CLAS Career Night: Exploring Journalism Careers with CLAS Alum Emily Abbate ’10

Are you interested in pursuing a career in communications or journalism? Want to know more about what a typical day in the life of a journalist is like? Check out the alumni interview below with Emily Abbate, Freelance Journalist and former Fitness Editor of SELF Magazine. Also, come meet her in person at CLAS Career Night on Tuesday, February 28, 2017 which will feature “Day in the Life” sessions with outstanding CLAS alumni in the following industries:

  • Communications and journalism
  • General business
  • Social services and health care
  • Law, government and policy
  • Education

CLAS Career Night
Tuesday, February 28, 2017
6:30 – 8:30pm
Laurel Hall 102

Emily Abbate ‘10
CLAS Majors: Journalism, Political Science
Current Position: Freelancer
Previous Position: Fitness Editor at SELF Magazine
LinkedIn: linkedin.com/in/emilyabbate
Twitter/Instagram: @emilyabbate 

What is your favorite part about your job?
I get to wake up every day and do what I love. A lot of people don’t feel that way about their 9 to 5. For me, being a journalist in a certain niche (fitness/wellness) allows me to combine my biggest passions, storytelling and fitness, in my profession. Not to mention, I’m not stuck behind a desk 24/7, which is pretty wonderful. So much of my job is community-based. Trying new workout classes, establishing connections at major athletic companies, getting to know the hottest trainers, talking the talk and walking the walk. It’s bigger than the words you put down on paper (or online!). And to be honest, I never imagined that this is what I’d be doing when I graduated from UConn.

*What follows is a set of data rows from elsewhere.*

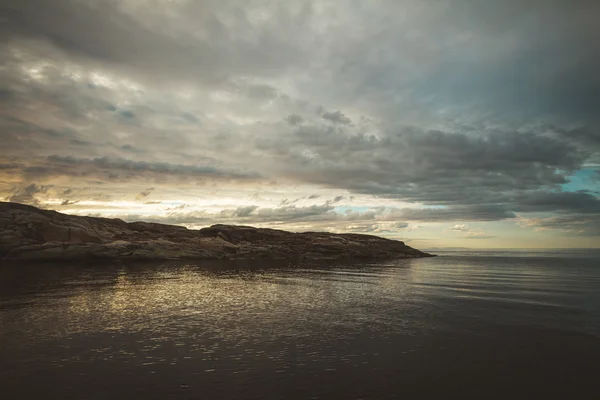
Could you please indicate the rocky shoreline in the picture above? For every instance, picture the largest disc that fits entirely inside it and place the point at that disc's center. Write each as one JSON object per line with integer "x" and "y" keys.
{"x": 29, "y": 233}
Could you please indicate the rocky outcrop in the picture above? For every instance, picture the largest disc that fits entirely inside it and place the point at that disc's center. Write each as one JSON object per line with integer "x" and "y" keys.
{"x": 28, "y": 233}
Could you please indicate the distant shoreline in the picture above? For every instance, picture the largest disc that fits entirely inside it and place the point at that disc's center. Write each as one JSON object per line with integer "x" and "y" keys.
{"x": 32, "y": 234}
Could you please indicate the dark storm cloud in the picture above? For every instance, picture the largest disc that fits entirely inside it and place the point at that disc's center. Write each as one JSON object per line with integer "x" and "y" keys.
{"x": 483, "y": 107}
{"x": 455, "y": 213}
{"x": 585, "y": 225}
{"x": 429, "y": 166}
{"x": 337, "y": 117}
{"x": 112, "y": 32}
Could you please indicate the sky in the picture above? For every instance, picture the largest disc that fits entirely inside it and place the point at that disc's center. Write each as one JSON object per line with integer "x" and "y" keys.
{"x": 443, "y": 123}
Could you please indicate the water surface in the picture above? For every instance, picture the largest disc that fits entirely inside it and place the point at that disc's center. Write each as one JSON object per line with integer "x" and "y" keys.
{"x": 471, "y": 324}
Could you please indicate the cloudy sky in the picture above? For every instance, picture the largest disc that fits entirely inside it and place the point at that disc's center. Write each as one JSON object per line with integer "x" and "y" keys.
{"x": 444, "y": 123}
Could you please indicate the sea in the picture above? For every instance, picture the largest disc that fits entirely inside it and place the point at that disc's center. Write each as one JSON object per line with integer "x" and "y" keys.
{"x": 466, "y": 324}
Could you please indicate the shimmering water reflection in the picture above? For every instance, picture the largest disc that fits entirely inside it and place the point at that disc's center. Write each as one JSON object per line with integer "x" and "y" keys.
{"x": 465, "y": 323}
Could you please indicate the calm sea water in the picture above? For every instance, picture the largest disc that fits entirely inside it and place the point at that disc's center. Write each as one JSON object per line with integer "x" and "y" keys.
{"x": 470, "y": 324}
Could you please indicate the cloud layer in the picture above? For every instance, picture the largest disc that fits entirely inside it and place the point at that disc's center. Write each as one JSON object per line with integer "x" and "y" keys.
{"x": 411, "y": 113}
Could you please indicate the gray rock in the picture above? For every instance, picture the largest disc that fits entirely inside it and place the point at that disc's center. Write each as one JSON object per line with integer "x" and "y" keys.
{"x": 28, "y": 233}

What is a typical day in your job like?
There is no such thing as a “typical” day for me, but I’ll give this a whirl. My alarm typically goes off at 5:08 a.m. (Quirky, I know.) I drink a cup of coffee and get my act together to run (literally) to a workout class roughly 3 miles from my apartment. This is when the to-do lists start. By 8 a.m., I’m back home, have gotten my news download via Twitter during my commute, and by 9 a.m. I’m showered, done with breakfast, and have written in my “5-Minute Journal.”

This is when things get fun. Some mornings start with market appointments, peeping what the biggest brand names from Nike to New Balance have coming down the pipe for seasons to come. Other mornings involve a work workout, where brands highlight a new product and host a group of media at an event space. Since going freelance, my next step is typically posting up at a WeWork space (a popular chain of co-working spaces in New York City), where I get organized for my day. Writing happens. Edits happen. Some days, lunches or coffee dates happen. Mid-afternoon, I’m usually trying some other wacky thing, like a meditation studio or buzzy new food spot. or meeting a new expert. Nights are pretty low key, drizzled with the occasional wellness panel or event.

What are the current trends affecting your industry?
The publishing industry is in an interesting place right now. Having been let go twice in the past year, neither of which were indicators of my performance, I’ll be the first to say that it’s tough times. To be a journalist, you have to be passionate and driven. Open to finding new ways to deliver content, whether that be through video, photo, or other means. You have to be easily adaptable, and ready to take on challenges you may not have signed up for. As print continues to decline, now is an important time to hone in on digital skills, and market yourself as a valuable asset.

On the wellness side, business is booming. Innovation is everywhere. Trends pop left and right, and everyone and everything has to deal with health. From the technology inside your iPhone to insurance initiatives, if you’re not moderating your wellbeing, you’re behind the times. It’s especially an exciting time to be a health-centric journalist in New York City, arguable the pulse for the wellness industry in the United States.

What advice do you have for current students looking to enter this field?
Find your niche, and become an expert in it. I was super hesitant to dive exclusively into wellness, but it ended up being a defining and critical part of my career. After joining the team at a wellness website, I made the decision to become a certified trainer and run coach, both of which have helped me as I progress through my career. If trending news drives you wild, hone in on a lifestyle topic that feels comfortable. Learn everything you can. No matter how long you’ve been doing this, there’s always new information. Be open to it. Embrace change. And no matter what happens: Be your own biggest advocate.